Он сосал противокислотные пастилки, глотал какие-то липкие снадобья, принимал слабительное и, может, даже молился. Но ничто не помогало. Газы продолжали скапливаться, как на дне колодца, а потом неизбежно выходили наружу. Впрочем, это слишком мягко сказано, чтобы описать, с каким бульканьем, ревом и громыханием они извергались из Рыкуна.
Я взглянул на физиономию Макги: багровая рожа, толстые губы, нос картошкой, выпученные глаза.
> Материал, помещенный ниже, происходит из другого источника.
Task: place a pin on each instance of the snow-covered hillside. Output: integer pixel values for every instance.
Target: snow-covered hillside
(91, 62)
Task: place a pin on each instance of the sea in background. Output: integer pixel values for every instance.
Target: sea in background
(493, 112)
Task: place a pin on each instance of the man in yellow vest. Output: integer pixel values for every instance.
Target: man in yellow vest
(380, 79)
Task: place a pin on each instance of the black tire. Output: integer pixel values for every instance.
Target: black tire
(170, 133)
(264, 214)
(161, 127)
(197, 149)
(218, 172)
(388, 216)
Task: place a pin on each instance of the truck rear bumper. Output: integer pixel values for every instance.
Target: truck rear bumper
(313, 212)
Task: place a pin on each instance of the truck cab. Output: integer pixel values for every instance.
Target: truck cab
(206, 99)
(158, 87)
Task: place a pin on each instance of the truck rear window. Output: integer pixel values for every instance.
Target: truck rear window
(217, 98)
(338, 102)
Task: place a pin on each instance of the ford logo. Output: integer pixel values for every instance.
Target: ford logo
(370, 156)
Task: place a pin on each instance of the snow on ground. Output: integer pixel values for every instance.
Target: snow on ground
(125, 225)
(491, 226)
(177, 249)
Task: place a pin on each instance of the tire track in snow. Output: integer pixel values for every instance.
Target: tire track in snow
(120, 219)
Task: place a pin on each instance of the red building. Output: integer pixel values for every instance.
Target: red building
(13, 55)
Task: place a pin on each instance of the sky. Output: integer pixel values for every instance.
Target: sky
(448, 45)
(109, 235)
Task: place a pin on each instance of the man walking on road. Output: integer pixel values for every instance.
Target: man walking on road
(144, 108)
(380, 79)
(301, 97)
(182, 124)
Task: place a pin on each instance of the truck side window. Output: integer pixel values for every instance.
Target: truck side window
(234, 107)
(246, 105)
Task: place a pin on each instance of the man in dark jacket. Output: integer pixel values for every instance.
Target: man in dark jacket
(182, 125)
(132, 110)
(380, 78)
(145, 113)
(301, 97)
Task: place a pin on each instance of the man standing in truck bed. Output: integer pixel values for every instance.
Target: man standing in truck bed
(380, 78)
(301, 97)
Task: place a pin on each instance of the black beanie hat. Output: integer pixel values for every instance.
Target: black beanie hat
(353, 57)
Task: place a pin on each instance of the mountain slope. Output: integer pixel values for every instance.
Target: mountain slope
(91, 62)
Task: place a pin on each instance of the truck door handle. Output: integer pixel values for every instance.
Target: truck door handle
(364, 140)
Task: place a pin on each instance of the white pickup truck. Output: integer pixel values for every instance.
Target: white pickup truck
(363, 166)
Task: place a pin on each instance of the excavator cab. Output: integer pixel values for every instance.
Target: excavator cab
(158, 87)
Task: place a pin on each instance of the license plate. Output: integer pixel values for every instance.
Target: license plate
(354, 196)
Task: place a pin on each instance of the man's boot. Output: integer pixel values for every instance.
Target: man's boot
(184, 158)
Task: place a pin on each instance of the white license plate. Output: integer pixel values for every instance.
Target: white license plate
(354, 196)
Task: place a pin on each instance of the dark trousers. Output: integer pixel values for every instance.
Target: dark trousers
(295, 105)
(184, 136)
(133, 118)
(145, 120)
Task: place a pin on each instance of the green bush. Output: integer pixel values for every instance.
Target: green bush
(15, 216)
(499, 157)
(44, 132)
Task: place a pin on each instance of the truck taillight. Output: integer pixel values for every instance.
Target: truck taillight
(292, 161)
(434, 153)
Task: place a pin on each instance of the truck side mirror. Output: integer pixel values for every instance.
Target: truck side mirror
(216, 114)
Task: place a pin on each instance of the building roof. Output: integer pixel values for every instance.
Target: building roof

Он напоминал шар, обтянутый кожей и наполненный газом, который рвется наружу, распирая его круглое брюхо и заставляя чуть не выскакивать из орбит глаза.
— Привет, Рыкун, — сказал я.
— Мое вам.
— Приехал навестить больного друга?
Он не ответил. Я уже слышал, как внутри у него рокочут газы. Может, так у него было всегда, но то, что своеобразная болезнь Макги разыгрывалась особенно сильно, когда он был возбужден, расстроен или чересчур взволнован, было истинной правдой. Видно, в данный момент его одолевали неприятные мысли. Рыкун меня не любил, нет. Я был не в его вкусе. Я даже не был простым жуликом.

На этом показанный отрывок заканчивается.